Research has identified 104 potential Ino1 binding partners across various functional categories , providing multiple avenues for therapeutic intervention beyond simply supplementing inositol.

What experimental approaches could further elucidate the regulatory relationship between Ino1 and its identified binding partners?

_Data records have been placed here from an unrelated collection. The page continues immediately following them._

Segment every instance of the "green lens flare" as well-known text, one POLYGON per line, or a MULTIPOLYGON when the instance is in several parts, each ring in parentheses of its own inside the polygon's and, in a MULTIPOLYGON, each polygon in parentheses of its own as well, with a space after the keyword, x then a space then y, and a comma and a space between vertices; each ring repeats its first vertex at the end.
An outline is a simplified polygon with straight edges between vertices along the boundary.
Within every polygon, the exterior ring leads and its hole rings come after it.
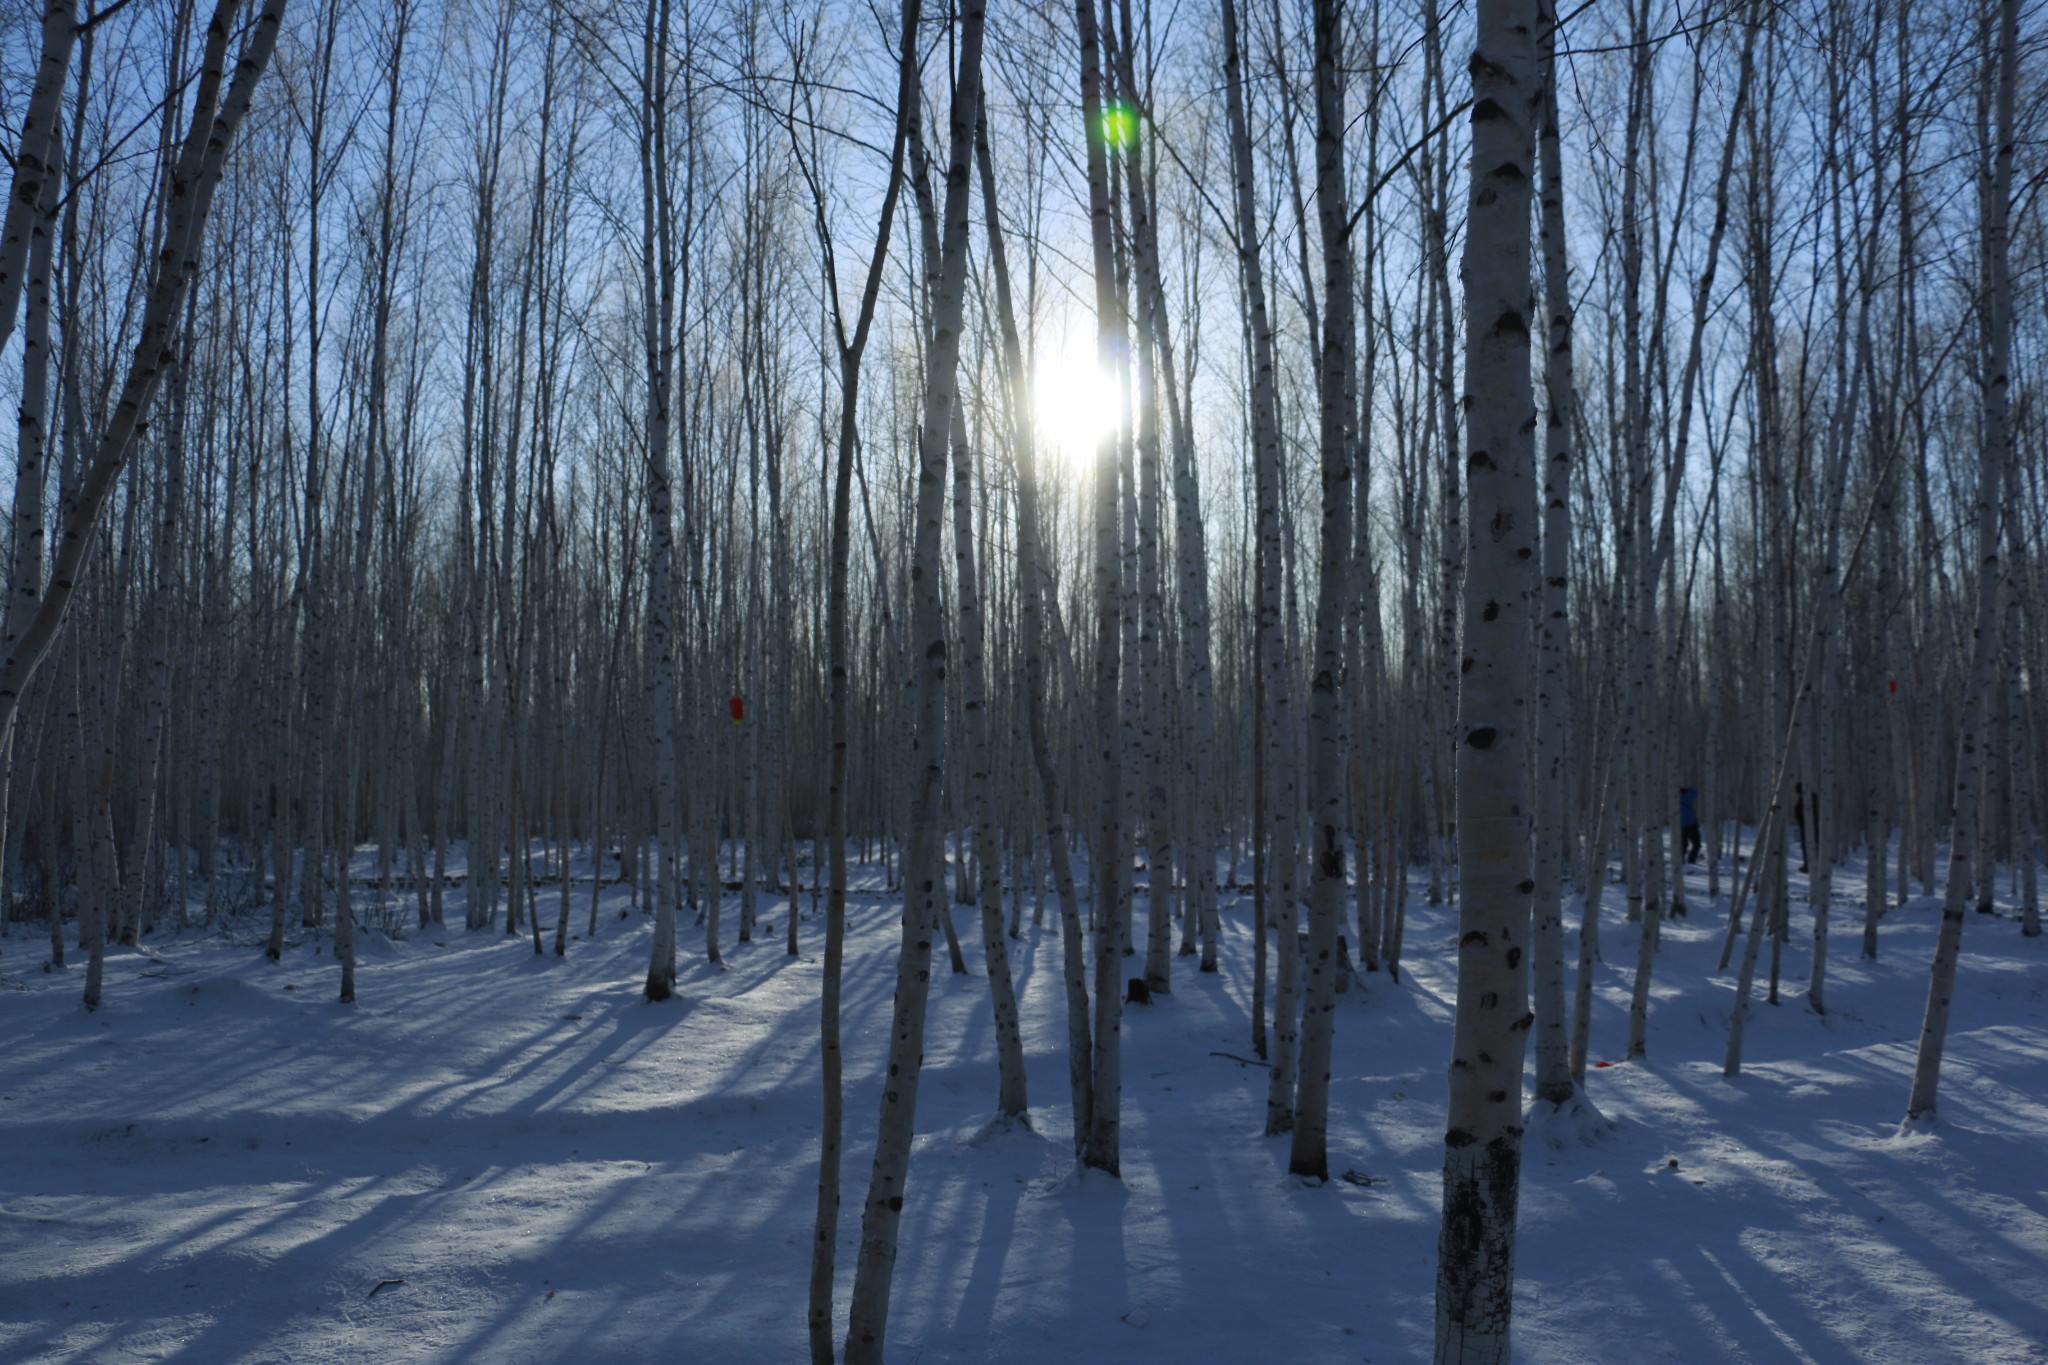
POLYGON ((1138 111, 1128 104, 1112 104, 1102 111, 1102 145, 1125 151, 1138 145, 1138 111))

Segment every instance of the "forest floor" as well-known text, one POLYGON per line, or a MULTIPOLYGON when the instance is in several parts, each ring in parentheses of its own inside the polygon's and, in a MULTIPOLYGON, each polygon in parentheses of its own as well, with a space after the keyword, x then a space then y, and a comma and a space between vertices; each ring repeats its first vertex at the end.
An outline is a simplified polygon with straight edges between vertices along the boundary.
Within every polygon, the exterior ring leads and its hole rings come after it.
MULTIPOLYGON (((897 906, 862 885, 842 1332, 898 938, 897 906)), ((1731 1082, 1725 901, 1697 869, 1691 885, 1650 1055, 1626 1062, 1636 934, 1608 888, 1589 1074, 1614 1126, 1529 1143, 1516 1359, 2048 1361, 2048 938, 1970 916, 1940 1122, 1901 1136, 1936 903, 1888 916, 1863 962, 1844 869, 1826 1016, 1804 1000, 1796 903, 1784 1002, 1752 1010, 1731 1082)), ((803 1361, 821 930, 805 919, 786 957, 786 904, 764 898, 773 929, 734 946, 736 900, 726 968, 686 927, 661 1005, 640 997, 650 930, 623 888, 566 961, 502 932, 371 933, 353 1006, 326 939, 274 964, 250 918, 110 953, 88 1014, 78 958, 42 970, 17 927, 0 943, 0 1360, 803 1361)), ((461 912, 457 893, 451 926, 461 912)), ((1266 1071, 1225 1055, 1251 1055, 1248 899, 1225 900, 1220 974, 1176 959, 1173 993, 1126 1011, 1121 1183, 1073 1161, 1050 923, 1013 945, 1031 1126, 991 1125, 978 919, 955 914, 974 972, 939 952, 892 1361, 1428 1357, 1447 909, 1411 909, 1399 984, 1340 998, 1331 1167, 1371 1183, 1320 1188, 1260 1136, 1266 1071)))

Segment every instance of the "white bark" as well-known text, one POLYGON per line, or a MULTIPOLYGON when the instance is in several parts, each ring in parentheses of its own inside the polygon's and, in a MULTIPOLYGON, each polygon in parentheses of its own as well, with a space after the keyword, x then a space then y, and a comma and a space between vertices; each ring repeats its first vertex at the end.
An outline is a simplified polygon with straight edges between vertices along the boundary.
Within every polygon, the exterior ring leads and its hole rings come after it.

To further characterize Ino1's interactions with binding partners:

• Proximity-Based Protein Interaction Mapping:

  • BioID or APEX2 proximity labeling with Ino1 as the bait

  • Split-BioID to identify condition-specific interactions

  • Quantitative SILAC-based proximity labeling to measure interaction dynamics

• Domain Mapping and Functional Analysis:

  • Generate truncated Ino1 constructs to identify binding domains

  • Use site-directed mutagenesis to disrupt specific interactions

  • Assess functional consequences of disrupting each interaction

• Spatiotemporal Interaction Dynamics:

  • Live-cell imaging with fluorescently tagged proteins

  • FRET/BRET assays to measure real-time interactions

  • Optogenetic approaches to control interactions with temporal precision

• Systems Biology Integration:

  • Correlate interaction data with metabolomic profiles

  • Generate network models of Ino1-centered protein interactions

  • Implement perturbation experiments to validate network predictions

The strong interaction between Ino1 and Q54IX5 (a protein with SEL1L1 domains homologous to macromolecular complex adaptor proteins) represents a particularly promising starting point for these investigations.